Add validation checks for bounding boxes

ethanwhite · reddykkeerthi · ethanwhite · commit c8a48c2df42a · 2025-11-18T20:59:17.000-05:00
Checks to see if bounding boxes occur outside of image boundaries and clearly communicates to user when they do. This is a version of #1015 that accounts for changes in the codebase over the last year. Closes #1014 Co-authored-by: Keerthi Reddy <reddykkeerthi@users.noreply.github.com>
diff --git a/src/deepforest/datasets/training.py b/src/deepforest/datasets/training.py
@@ -71,6 +71,7 @@ def __init__(
         self.preload_images = preload_images
 
         self._validate_labels()
+        self._validate_coordinates()
 
         # Pin data to memory if desired
         if self.preload_images:
@@ -94,6 +95,49 @@ def _validate_labels(self):
                 f"Please ensure all labels in the annotations exist as keys in label_dict."
             )
 
+    def _validate_coordinates(self):
+        """Validate that all bounding box coordinates occur within the image.
+
+        Raises:
+            ValueError: If any bounding box coordinate occurs outside the image
+        """
+        errors = []
+        for idx, row in self.annotations.iterrows():
+            img_path = os.path.join(self.root_dir, row["image_path"])
+            try:
+                with Image.open(img_path) as img:
+                    width, height = img.size
+            except Exception as e:
+                errors.append(f"Failed to open image {img_path}: {e}")
+                continue
+
+            # Extract bounding box
+            try:
+                geom = row["geometry"]
+                xmin, ymin, xmax, ymax = geom.bounds
+            except Exception as e:
+                errors.append(f"Invalid box format at index {idx}: {e}")
+                continue
+
+            # Check if box is valid
+            oob_issues = []
+            if xmin < 0:
+                oob_issues.append(f"xmin ({xmin}) < 0")
+            if xmax > width:
+                oob_issues.append(f"xmax ({xmax}) > image width ({width})")
+            if ymin < 0:
+                oob_issues.append(f"ymin ({ymin}) < 0")
+            if ymax > height:
+                oob_issues.append(f"ymax ({ymax}) > image height ({height})")
+
+            if oob_issues:
+                errors.append(
+                    f"Box, ({xmin}, {ymin}, {xmax}, {ymax}) exceeds image dimensions, ({width}, {height}).
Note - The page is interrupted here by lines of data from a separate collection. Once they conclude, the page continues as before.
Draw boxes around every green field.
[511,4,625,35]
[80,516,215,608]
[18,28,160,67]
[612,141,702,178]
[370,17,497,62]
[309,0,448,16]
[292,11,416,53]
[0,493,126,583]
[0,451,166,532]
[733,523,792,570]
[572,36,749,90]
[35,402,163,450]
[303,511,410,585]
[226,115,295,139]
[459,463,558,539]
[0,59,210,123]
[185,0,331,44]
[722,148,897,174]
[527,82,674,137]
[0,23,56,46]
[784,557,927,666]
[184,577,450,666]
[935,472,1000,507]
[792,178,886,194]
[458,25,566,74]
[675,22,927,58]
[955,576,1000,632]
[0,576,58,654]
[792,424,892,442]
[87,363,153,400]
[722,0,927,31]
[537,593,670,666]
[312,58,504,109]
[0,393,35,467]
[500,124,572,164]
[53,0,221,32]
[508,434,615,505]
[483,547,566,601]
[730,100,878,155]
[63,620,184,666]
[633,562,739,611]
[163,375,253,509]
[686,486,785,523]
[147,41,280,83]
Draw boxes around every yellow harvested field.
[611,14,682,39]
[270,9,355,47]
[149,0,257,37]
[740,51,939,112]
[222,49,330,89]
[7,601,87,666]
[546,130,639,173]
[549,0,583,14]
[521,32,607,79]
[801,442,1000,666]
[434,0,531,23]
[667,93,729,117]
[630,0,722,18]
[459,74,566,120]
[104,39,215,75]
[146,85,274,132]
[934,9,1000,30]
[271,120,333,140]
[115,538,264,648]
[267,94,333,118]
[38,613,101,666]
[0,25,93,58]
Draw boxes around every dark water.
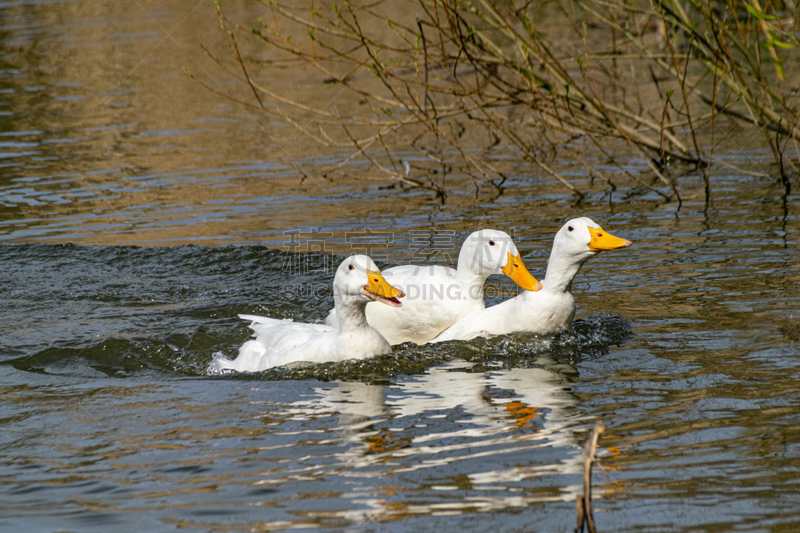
[0,2,800,532]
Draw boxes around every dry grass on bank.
[198,0,800,201]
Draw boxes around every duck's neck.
[333,294,370,331]
[456,246,493,300]
[542,245,590,293]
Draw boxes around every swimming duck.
[431,217,631,342]
[209,255,405,374]
[325,229,542,345]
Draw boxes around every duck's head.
[333,255,405,307]
[553,217,631,259]
[459,229,542,291]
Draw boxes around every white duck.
[208,255,405,374]
[325,229,542,345]
[431,217,631,342]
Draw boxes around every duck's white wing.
[209,315,338,374]
[429,296,520,344]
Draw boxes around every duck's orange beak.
[503,252,542,292]
[589,223,631,252]
[364,270,406,307]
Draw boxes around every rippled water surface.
[0,1,800,532]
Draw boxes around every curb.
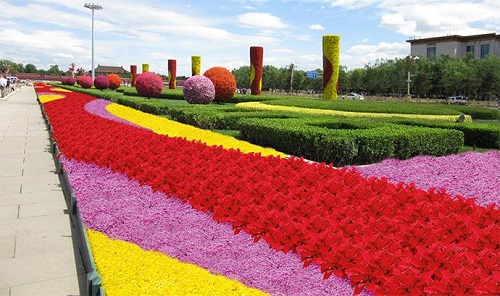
[37,91,106,296]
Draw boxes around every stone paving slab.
[0,191,61,207]
[0,87,86,296]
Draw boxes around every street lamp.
[406,56,418,98]
[83,3,102,81]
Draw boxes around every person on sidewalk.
[0,75,7,98]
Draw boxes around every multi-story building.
[94,65,130,77]
[406,33,500,59]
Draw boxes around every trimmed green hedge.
[266,97,500,120]
[390,119,500,149]
[53,85,500,154]
[239,118,464,166]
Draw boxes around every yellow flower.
[106,104,286,157]
[50,87,72,92]
[38,94,66,104]
[236,102,472,122]
[87,229,268,296]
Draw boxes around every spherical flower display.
[203,67,236,102]
[108,74,122,89]
[94,75,109,90]
[135,72,163,98]
[76,76,93,88]
[61,76,76,85]
[183,75,215,104]
[191,56,201,76]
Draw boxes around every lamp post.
[406,56,418,98]
[83,3,102,81]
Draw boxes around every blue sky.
[0,0,500,76]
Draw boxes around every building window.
[427,46,436,58]
[465,45,474,56]
[481,43,490,59]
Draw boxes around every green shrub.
[239,118,464,166]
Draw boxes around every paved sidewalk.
[0,86,86,296]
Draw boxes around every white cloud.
[328,0,381,9]
[309,24,325,31]
[340,42,410,69]
[380,0,500,37]
[380,13,417,36]
[238,12,288,29]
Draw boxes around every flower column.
[168,60,177,89]
[250,46,264,96]
[130,65,137,87]
[323,35,340,100]
[191,56,201,76]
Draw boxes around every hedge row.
[266,98,500,120]
[390,119,500,149]
[52,86,500,149]
[239,118,464,166]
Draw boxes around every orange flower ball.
[203,67,236,102]
[108,74,122,89]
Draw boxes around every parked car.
[446,96,469,105]
[342,93,365,100]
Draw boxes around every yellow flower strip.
[87,229,268,296]
[50,87,72,92]
[236,102,472,122]
[38,94,66,104]
[106,103,286,157]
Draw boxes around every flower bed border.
[37,94,105,296]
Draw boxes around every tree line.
[232,55,500,100]
[0,55,500,100]
[0,59,72,76]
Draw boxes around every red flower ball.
[135,72,163,98]
[94,75,109,90]
[76,76,93,88]
[203,67,236,102]
[108,74,122,89]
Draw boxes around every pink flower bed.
[358,150,500,208]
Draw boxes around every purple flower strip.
[61,157,370,295]
[357,150,500,208]
[85,99,149,130]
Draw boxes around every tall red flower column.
[130,65,137,87]
[191,56,201,76]
[323,35,340,100]
[250,46,264,96]
[168,60,177,89]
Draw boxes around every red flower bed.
[44,89,500,295]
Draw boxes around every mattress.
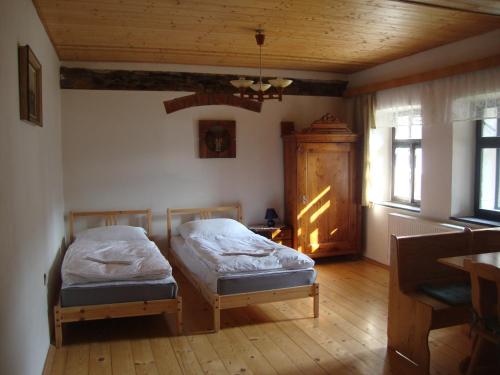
[170,236,316,295]
[61,276,177,307]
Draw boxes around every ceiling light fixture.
[230,29,293,102]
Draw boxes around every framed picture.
[18,45,42,126]
[198,120,236,158]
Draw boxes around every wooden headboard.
[68,209,153,242]
[167,204,243,245]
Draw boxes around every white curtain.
[375,67,500,127]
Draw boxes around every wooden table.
[438,252,500,272]
[438,252,500,373]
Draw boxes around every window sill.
[450,216,500,227]
[373,202,420,212]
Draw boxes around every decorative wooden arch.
[163,93,262,113]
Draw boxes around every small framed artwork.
[18,45,42,126]
[198,120,236,159]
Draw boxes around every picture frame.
[198,120,236,159]
[18,45,43,126]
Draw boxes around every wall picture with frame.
[198,120,236,159]
[18,45,43,126]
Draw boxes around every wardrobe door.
[296,143,358,256]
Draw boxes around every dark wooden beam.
[60,66,348,97]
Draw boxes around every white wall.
[349,30,500,264]
[62,84,343,244]
[0,0,64,375]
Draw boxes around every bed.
[167,205,319,332]
[54,210,182,347]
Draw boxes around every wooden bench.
[387,230,481,373]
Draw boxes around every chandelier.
[230,29,293,102]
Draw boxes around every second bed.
[167,205,319,331]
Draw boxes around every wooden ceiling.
[34,0,500,73]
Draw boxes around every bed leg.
[313,283,319,318]
[213,296,220,332]
[176,296,183,335]
[54,305,62,348]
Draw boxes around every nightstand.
[248,224,293,247]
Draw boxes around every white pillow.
[76,225,148,241]
[179,219,254,239]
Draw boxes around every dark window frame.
[391,127,422,207]
[474,118,500,221]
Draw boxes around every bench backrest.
[391,231,475,293]
[472,228,500,253]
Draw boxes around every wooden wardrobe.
[282,115,361,257]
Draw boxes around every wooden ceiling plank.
[34,0,500,72]
[393,0,500,16]
[344,55,500,97]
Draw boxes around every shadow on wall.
[47,237,66,343]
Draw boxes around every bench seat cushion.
[418,282,472,306]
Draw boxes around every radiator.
[388,213,464,238]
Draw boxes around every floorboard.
[45,260,470,375]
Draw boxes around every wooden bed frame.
[54,209,182,348]
[167,205,319,332]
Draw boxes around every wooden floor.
[47,261,469,375]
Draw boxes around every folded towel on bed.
[85,255,132,265]
[221,249,276,257]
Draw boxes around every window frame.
[474,117,500,221]
[391,127,422,207]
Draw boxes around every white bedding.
[61,239,172,285]
[186,233,314,274]
[170,236,314,293]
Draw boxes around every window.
[475,118,500,220]
[391,110,422,206]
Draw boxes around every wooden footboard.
[54,297,182,348]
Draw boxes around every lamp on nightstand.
[265,208,278,227]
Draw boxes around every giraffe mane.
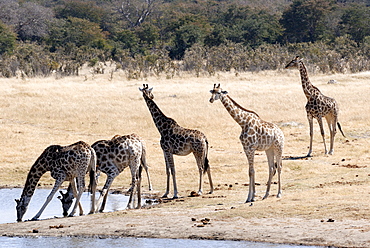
[227,95,259,117]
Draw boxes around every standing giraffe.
[139,84,213,199]
[15,141,96,221]
[285,56,345,157]
[60,133,152,215]
[209,84,284,202]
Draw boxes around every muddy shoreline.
[0,195,370,247]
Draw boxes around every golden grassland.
[0,67,370,219]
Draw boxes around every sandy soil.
[0,197,370,247]
[0,71,370,247]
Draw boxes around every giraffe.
[60,133,152,213]
[15,141,96,222]
[139,84,213,199]
[209,84,284,202]
[285,56,345,157]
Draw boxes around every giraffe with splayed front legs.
[16,141,96,221]
[285,56,345,157]
[60,133,152,213]
[209,84,284,202]
[139,84,213,198]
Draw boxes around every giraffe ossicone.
[285,56,345,157]
[15,141,96,221]
[209,84,284,202]
[139,84,213,198]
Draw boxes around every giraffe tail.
[337,122,346,138]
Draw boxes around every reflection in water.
[0,237,320,248]
[0,188,132,224]
[0,188,320,248]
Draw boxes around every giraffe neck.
[144,94,177,135]
[298,61,314,99]
[220,95,259,128]
[21,159,49,206]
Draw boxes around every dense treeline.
[0,0,370,78]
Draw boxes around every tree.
[56,0,105,24]
[281,0,334,42]
[167,14,211,59]
[0,0,19,27]
[340,4,370,42]
[213,5,282,47]
[15,2,54,40]
[118,0,158,28]
[0,21,17,55]
[48,17,105,48]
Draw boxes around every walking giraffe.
[60,133,152,215]
[139,84,213,198]
[209,84,284,202]
[15,141,96,221]
[285,56,345,157]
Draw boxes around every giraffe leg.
[274,141,284,198]
[95,174,117,212]
[307,114,313,157]
[68,175,85,217]
[244,148,256,203]
[262,147,276,200]
[317,116,328,154]
[32,176,65,220]
[71,178,84,215]
[194,153,205,195]
[141,144,153,191]
[276,153,282,198]
[325,116,338,155]
[162,151,179,199]
[207,164,213,194]
[136,166,143,209]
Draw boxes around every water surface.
[0,237,317,248]
[0,188,129,224]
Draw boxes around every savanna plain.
[0,69,370,247]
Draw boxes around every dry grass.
[0,68,370,219]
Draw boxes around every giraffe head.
[15,197,28,222]
[209,84,228,103]
[139,84,154,100]
[285,56,302,69]
[58,191,74,217]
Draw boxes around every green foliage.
[0,0,370,79]
[341,4,370,42]
[48,17,105,48]
[281,0,334,42]
[0,21,17,56]
[55,0,105,23]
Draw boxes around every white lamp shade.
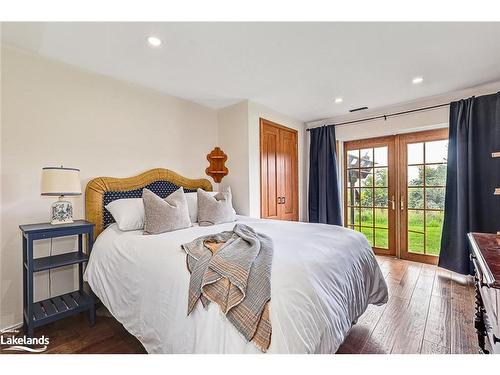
[41,167,82,196]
Issues: {', '.join(oob_issues)}."
+                )
+
+        if errors:
+            raise ValueError("\n".join(errors))
+
     def __len__(self):
         return len(self.image_names)
 
diff --git a/tests/test_datasets_training.py b/tests/test_datasets_training.py
@@ -6,6 +6,7 @@
 import pandas as pd
 import pytest
 import torch
+from PIL import Image
 
 from deepforest import get_data, main, utilities
 from deepforest.datasets.training import BoxDataset
@@ -25,10 +26,13 @@ def multi_class():
 
 @pytest.fixture()
 def raster_path():
-    return get_data(path='OSBS_029.tif')
+    return get_data(path="OSBS_029.tif")
 
 
-@pytest.mark.parametrize("csv_file,label_dict", [(single_class(), {"Tree": 0}), (multi_class(), {"Alive": 0, "Dead": 1})])
+@pytest.mark.parametrize(
+    "csv_file,label_dict",
+    [(single_class(), {"Tree": 0}), (multi_class(), {"Alive": 0, "Dead": 1})],
+)
 def test_BoxDataset(csv_file, label_dict):
     root_dir = os.path.dirname(get_data("OSBS_029.png"))
     ds = BoxDataset(csv_file=csv_file, root_dir=root_dir, label_dict=label_dict)
@@ -48,7 +52,7 @@ def test_BoxDataset(csv_file, label_dict):
 
 
 def test_single_class_with_empty(tmpdir):
-    """Add fake empty annotations to test parsing """
+    """Add fake empty annotations to test parsing"""
     csv_file1 = get_data("example.csv")
     csv_file2 = get_data("OSBS_029.csv")
 
@@ -64,9 +68,9 @@ def test_single_class_with_empty(tmpdir):
     df.to_csv(f"{tmpdir}_test_empty.csv")
 
     root_dir = os.path.dirname(get_data("OSBS_029.png"))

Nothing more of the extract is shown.